First of all, you have an out-of-bounds access:

    for(int j=0; j<a.length; j++) {
      if(a[j] > a[j+1]) {

for j == a.length-1, so the loop condition should rather be j < a.length-1.

But, in Bubble sort, you know that after k passes, the largest k elements are sorted at the k last entries of the array, so the conventional Bubble sort uses

public static void bubblesort(int[] a) {
  for(int i=1; i<a.length; i++) {
    boolean is_sorted = true;

    for(int j=0; j < a.length - i; j++) { // skip the already sorted largest elements
      if(a[j] > a[j+1]) {
         int temp = a[j];
         a[j] = a[j+1];
         a[j+1] = temp;
         is_sorted = false;
      }
    }

    if(is_sorted) return;
  }
}

Now, that would still do a lot of unnecessary iterations when the array has a long sorted tail of largest elements, say you have k,k-1,...,1 as the first k elements and k+1 to 100000000 in order after that.
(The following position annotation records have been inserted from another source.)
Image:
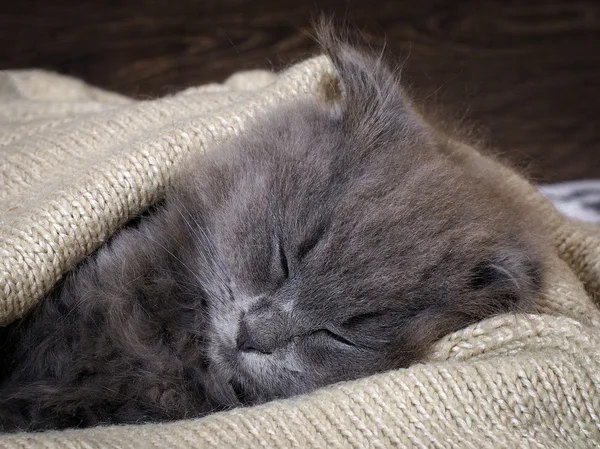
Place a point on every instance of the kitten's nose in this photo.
(246, 342)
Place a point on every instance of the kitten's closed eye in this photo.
(333, 336)
(362, 318)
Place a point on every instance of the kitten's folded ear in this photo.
(371, 101)
(512, 279)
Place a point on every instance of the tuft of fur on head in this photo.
(326, 243)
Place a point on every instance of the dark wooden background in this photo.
(524, 75)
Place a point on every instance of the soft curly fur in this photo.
(329, 242)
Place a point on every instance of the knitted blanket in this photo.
(77, 162)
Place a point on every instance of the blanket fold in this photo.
(77, 162)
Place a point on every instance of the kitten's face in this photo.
(333, 245)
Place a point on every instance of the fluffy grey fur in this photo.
(329, 242)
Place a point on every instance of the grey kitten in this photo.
(327, 243)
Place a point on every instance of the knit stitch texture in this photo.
(76, 162)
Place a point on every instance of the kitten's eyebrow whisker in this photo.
(174, 256)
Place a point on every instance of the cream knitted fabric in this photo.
(77, 162)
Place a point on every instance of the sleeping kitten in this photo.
(329, 242)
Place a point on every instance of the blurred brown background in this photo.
(523, 75)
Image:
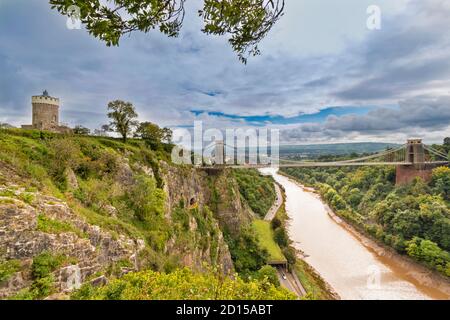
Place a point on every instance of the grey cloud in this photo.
(420, 114)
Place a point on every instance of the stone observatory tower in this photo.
(45, 110)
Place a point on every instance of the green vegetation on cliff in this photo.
(266, 239)
(414, 219)
(183, 284)
(125, 189)
(257, 190)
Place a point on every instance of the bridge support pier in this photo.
(407, 173)
(415, 154)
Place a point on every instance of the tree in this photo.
(447, 145)
(4, 125)
(447, 141)
(123, 117)
(245, 22)
(80, 130)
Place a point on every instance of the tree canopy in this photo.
(123, 117)
(245, 22)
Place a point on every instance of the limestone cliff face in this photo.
(22, 238)
(210, 205)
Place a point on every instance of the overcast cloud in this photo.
(320, 55)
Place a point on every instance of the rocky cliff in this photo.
(85, 211)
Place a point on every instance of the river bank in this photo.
(425, 280)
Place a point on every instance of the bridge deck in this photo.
(320, 164)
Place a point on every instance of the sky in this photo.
(323, 76)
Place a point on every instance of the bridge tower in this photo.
(415, 164)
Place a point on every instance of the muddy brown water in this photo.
(355, 269)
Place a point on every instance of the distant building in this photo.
(46, 114)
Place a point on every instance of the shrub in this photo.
(183, 284)
(8, 268)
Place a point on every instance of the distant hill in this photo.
(315, 150)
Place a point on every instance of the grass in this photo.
(264, 233)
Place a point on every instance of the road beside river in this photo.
(341, 258)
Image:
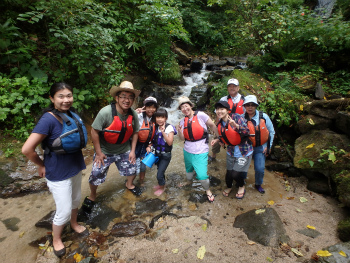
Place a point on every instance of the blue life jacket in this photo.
(73, 137)
(159, 143)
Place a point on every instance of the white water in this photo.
(194, 79)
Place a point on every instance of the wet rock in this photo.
(309, 232)
(96, 238)
(128, 229)
(196, 65)
(319, 186)
(319, 92)
(46, 221)
(343, 122)
(198, 198)
(214, 181)
(312, 122)
(100, 217)
(150, 206)
(265, 228)
(11, 223)
(336, 257)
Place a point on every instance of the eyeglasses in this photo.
(126, 98)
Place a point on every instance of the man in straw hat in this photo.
(114, 134)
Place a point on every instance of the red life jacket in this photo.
(228, 135)
(236, 107)
(147, 130)
(193, 131)
(259, 134)
(119, 131)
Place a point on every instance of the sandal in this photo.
(211, 197)
(87, 205)
(136, 191)
(240, 196)
(225, 193)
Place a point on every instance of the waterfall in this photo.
(192, 80)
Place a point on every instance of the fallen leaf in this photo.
(311, 122)
(259, 211)
(297, 252)
(303, 199)
(201, 252)
(323, 253)
(310, 146)
(77, 257)
(342, 253)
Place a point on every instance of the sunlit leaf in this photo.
(259, 211)
(310, 146)
(323, 253)
(297, 252)
(342, 253)
(201, 252)
(303, 199)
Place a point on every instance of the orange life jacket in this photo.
(147, 130)
(193, 131)
(228, 135)
(259, 134)
(119, 131)
(236, 107)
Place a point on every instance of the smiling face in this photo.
(186, 110)
(124, 100)
(150, 110)
(62, 100)
(232, 90)
(222, 113)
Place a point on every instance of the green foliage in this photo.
(19, 107)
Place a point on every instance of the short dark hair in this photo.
(161, 112)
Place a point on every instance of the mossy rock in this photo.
(343, 230)
(342, 181)
(5, 180)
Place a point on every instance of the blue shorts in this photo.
(198, 163)
(125, 168)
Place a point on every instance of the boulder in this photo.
(312, 122)
(265, 228)
(342, 122)
(311, 147)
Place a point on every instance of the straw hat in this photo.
(184, 99)
(250, 98)
(124, 86)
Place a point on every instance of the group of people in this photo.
(124, 136)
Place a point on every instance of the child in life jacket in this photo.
(234, 132)
(163, 144)
(146, 134)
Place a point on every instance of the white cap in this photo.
(233, 81)
(150, 99)
(250, 98)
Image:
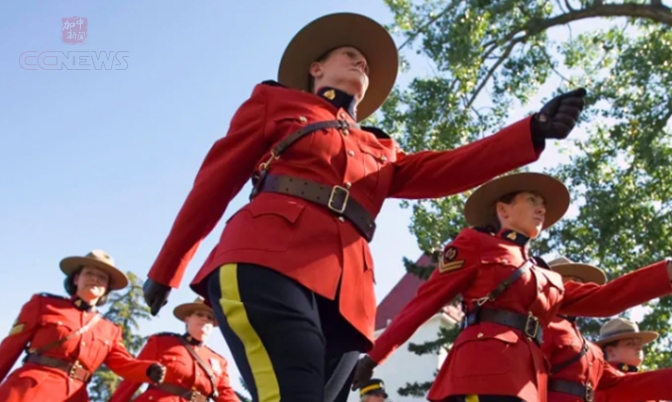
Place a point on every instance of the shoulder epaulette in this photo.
(377, 132)
(272, 83)
(485, 229)
(541, 263)
(53, 296)
(168, 334)
(215, 353)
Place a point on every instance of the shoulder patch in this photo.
(449, 260)
(17, 328)
(53, 296)
(272, 83)
(377, 132)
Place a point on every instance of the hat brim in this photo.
(645, 336)
(479, 209)
(588, 273)
(339, 30)
(181, 311)
(118, 280)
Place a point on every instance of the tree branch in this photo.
(432, 20)
(494, 68)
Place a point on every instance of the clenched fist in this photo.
(156, 372)
(558, 117)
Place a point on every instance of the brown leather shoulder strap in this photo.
(96, 318)
(205, 366)
(297, 135)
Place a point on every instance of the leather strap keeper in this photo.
(73, 370)
(585, 392)
(191, 396)
(336, 198)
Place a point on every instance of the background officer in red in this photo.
(67, 339)
(187, 379)
(622, 343)
(578, 368)
(291, 280)
(508, 297)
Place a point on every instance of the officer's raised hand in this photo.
(156, 295)
(363, 372)
(156, 372)
(558, 117)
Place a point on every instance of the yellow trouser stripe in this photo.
(234, 310)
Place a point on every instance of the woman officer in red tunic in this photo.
(67, 339)
(508, 297)
(291, 279)
(187, 379)
(579, 371)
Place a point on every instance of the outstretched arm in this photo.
(20, 335)
(629, 290)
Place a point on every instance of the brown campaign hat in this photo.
(588, 273)
(96, 259)
(621, 328)
(479, 209)
(181, 311)
(338, 30)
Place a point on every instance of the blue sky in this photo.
(104, 158)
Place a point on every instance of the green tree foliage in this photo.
(126, 309)
(492, 56)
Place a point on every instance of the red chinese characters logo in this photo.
(73, 30)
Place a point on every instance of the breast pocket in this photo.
(316, 144)
(376, 168)
(96, 351)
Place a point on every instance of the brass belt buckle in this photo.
(590, 393)
(334, 191)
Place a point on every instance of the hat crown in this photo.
(560, 261)
(617, 326)
(100, 255)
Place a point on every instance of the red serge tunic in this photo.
(182, 370)
(490, 358)
(563, 341)
(301, 239)
(47, 318)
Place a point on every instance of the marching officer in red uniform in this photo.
(508, 297)
(621, 342)
(578, 369)
(291, 279)
(195, 373)
(67, 339)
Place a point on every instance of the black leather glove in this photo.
(363, 372)
(156, 295)
(558, 117)
(156, 372)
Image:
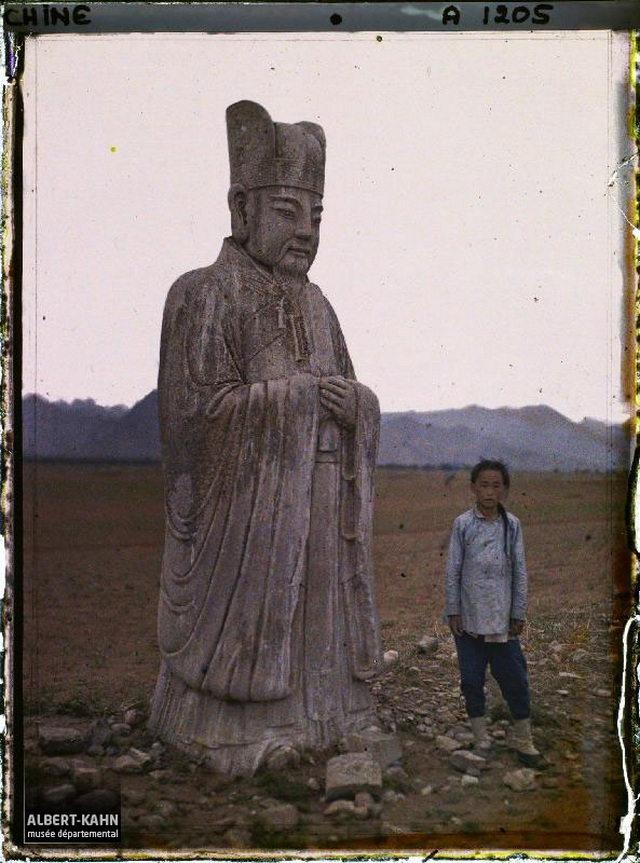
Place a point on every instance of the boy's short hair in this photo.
(489, 464)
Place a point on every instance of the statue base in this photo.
(237, 738)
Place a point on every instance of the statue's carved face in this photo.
(283, 228)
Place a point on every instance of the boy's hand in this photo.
(455, 624)
(516, 627)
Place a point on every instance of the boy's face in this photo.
(489, 489)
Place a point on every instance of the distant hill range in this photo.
(530, 438)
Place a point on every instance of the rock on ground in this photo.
(521, 780)
(60, 741)
(282, 817)
(348, 774)
(383, 748)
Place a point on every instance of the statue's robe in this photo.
(267, 622)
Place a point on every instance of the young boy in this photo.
(486, 598)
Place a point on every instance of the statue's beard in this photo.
(291, 268)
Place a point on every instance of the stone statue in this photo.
(267, 623)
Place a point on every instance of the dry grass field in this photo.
(92, 546)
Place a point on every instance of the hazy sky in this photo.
(471, 242)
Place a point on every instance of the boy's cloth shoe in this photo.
(481, 738)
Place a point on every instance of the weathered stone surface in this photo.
(383, 748)
(521, 780)
(350, 773)
(238, 837)
(390, 657)
(153, 822)
(167, 809)
(428, 646)
(364, 800)
(86, 778)
(56, 766)
(100, 734)
(468, 780)
(100, 800)
(132, 717)
(121, 729)
(56, 740)
(278, 818)
(447, 743)
(126, 764)
(134, 796)
(468, 762)
(242, 640)
(340, 807)
(58, 794)
(140, 757)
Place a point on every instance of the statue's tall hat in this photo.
(264, 153)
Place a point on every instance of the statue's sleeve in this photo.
(238, 462)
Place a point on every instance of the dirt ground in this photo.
(92, 547)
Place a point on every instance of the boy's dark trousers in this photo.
(508, 666)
The standard Bubble sort will pass k times through (almost) the entire array.

But if you remember where you made your last swap, you know that after that index, there are the largest elements in order, so

public static void bubblesort(int[] a) {
  int lastSwap = a.length-1;
  for(int i=1; i<a.length; i++) {
    boolean is_sorted = true;
    int currentSwap = -1;

    for(int j=0; j < lastSwap; j++) {
      if(a[j] > a[j+1]) {
         int temp = a[j];
         a[j] = a[j+1];
         a[j+1] = temp;
         is_sorted = false;
         currentSwap = j;
      }
    }

    if(is_sorted) return;
    lastSwap = currentSwap;
  }
}

would sort the above example with only one pass through the entire array, and the remaining passes only through a (short) prefix.

Of course, in general, that won't buy you much, but then optimising a Bubble sort is a rather futile exercise anyway.